The Government’s ‘Getting Your Business Brexit Ready – Practical Steps’ campaign focuses on the 9 steps every business – large and small – should take now to help prepare for Brexit.  Since 16 September, Local Enterprise Offices have begun weekly slots on a number of local radio stations nationwide, providing information on getting businesses ready for Brexit.


Many businesses have taken the necessary steps.  I would urge those that have not yet done so to look at doing so as soon as possible.




Given its importance as a trade route for our businesses and our economy, the Government has been working to ensure that transiting via the Landbridge remains as efficient as possible in all Brexit scenarios. These efforts are both domestic – in terms of new infrastructure and processes in place in our ports – and international.


In particular, we have been engaging with our colleagues in the Commission, and in France, Belgium and the Netherlands, to mitigate as much as possible the effects on goods transiting via Landbridge. There is a shared recognition of the strategic importance of the UK Landbridge as a transit route for all our economies.


Let us be clear – the Landbridge after Brexit will not replicate the status quo for operators. It will depend on traders being compliant with the new requirements.


Detailed advice is available on the Government’s Brexit website and I strongly urge all operators to consult it.


Targeted information campaigns are under way to ensure that operators are aware of the steps that they must take and the supports available to them. As noted in the July 2019 Contingency Action Plan update, operators should also be prepared for delays at UK ports in general, and the port of Dover in particular, given the general disruption that a no deal Brexit would cause.


The border in a no deal scenario


A no deal Brexit would result in far-reaching change on the island of Ireland, and risks for Northern Ireland and the Good Friday Agreement are significant. This is not something to be taken lightly by anybody.

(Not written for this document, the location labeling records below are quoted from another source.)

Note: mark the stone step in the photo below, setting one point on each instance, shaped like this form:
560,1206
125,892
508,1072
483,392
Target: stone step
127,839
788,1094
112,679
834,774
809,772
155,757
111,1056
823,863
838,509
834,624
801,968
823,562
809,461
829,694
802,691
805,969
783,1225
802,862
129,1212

The Government continues to work closely with the Commission to meet the shared twin objectives of avoiding a hard border and protecting the Single Market and Ireland's place in it. This work is looking at necessary checks to preserve Ireland's full participation in the Single Market and the customs union.

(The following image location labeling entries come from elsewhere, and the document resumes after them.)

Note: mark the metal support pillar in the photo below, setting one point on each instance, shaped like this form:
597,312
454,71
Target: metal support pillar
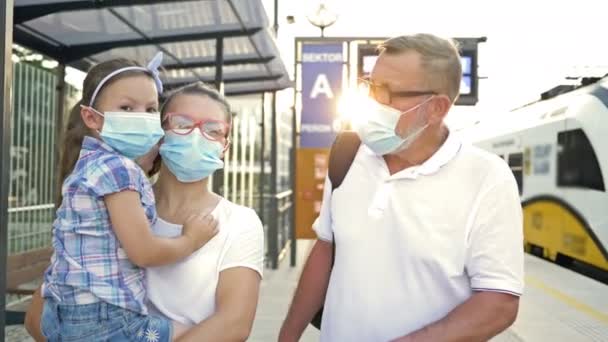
261,181
6,82
293,171
218,176
273,229
59,128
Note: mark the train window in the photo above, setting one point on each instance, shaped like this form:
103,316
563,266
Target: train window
577,164
516,163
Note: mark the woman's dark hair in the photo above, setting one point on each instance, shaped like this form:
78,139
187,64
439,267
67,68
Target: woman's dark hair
197,88
76,130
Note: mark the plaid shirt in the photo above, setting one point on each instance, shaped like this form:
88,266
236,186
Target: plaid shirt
89,264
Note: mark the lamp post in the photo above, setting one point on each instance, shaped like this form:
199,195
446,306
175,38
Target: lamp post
322,17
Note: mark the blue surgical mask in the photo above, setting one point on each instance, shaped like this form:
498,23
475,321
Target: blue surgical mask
377,131
131,134
191,157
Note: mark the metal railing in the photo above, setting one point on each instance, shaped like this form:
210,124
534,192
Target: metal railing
279,233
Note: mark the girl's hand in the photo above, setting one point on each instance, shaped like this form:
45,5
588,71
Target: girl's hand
146,162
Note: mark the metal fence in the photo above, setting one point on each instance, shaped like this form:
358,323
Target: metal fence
32,187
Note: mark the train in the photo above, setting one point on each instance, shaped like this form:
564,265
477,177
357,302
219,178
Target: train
557,148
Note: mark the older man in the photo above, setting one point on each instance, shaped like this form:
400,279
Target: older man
428,230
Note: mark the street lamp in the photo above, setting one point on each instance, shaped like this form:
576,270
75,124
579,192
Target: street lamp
322,17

Any arrangements in a no deal scenario would be suboptimal to the backstop and would have profound implications for North-South trade, including through the impact of tariffs, checks, additional costs and administrative burdens.


Avoiding the emergence of a hard border, and protecting the Good Friday Agreement, with North-South co-operation, is essential, deal or no deal. In the event of a no deal it will be a prerequisite to any negotiations on a future agreement between the EU and the UK.



It is important to remember that Ireland is working on preparedness and contingency planning as a committed member of the EU27 with the full support of the European Commission and other Member States.


Many of the actions aimed at mitigating the effects of Brexit are being taken at the EU level, as they involve sectors regulated by EU law. The EU has put in place contingency measures in a range of sectors of particular importance to us, such as, aviation, finance and road transport. The EU has published some 80 preparedness notices, providing guidance for businesses and citizens.


We welcome the Commission’s proposal to extend financial supports should there be a no deal Brexit, by making the European Globalisation Adjustment Fund available to support Member States and affected workers.  We are engaging with the Commission and other Member States on the proposed scope and details of the measures.


Brexit presents an unprecedented challenge to Ireland. It is only by the Government, business and citizens working together and with our EU partners that we can aim to mitigate as much as possible the implications of no deal and ensure that we are as prepared as we can be for the changes it will bring.


Mr. Chairman,


I am happy to take any questions that the Committee members may have. I would like to thank you for the invitation to address the Committee and for your attention today.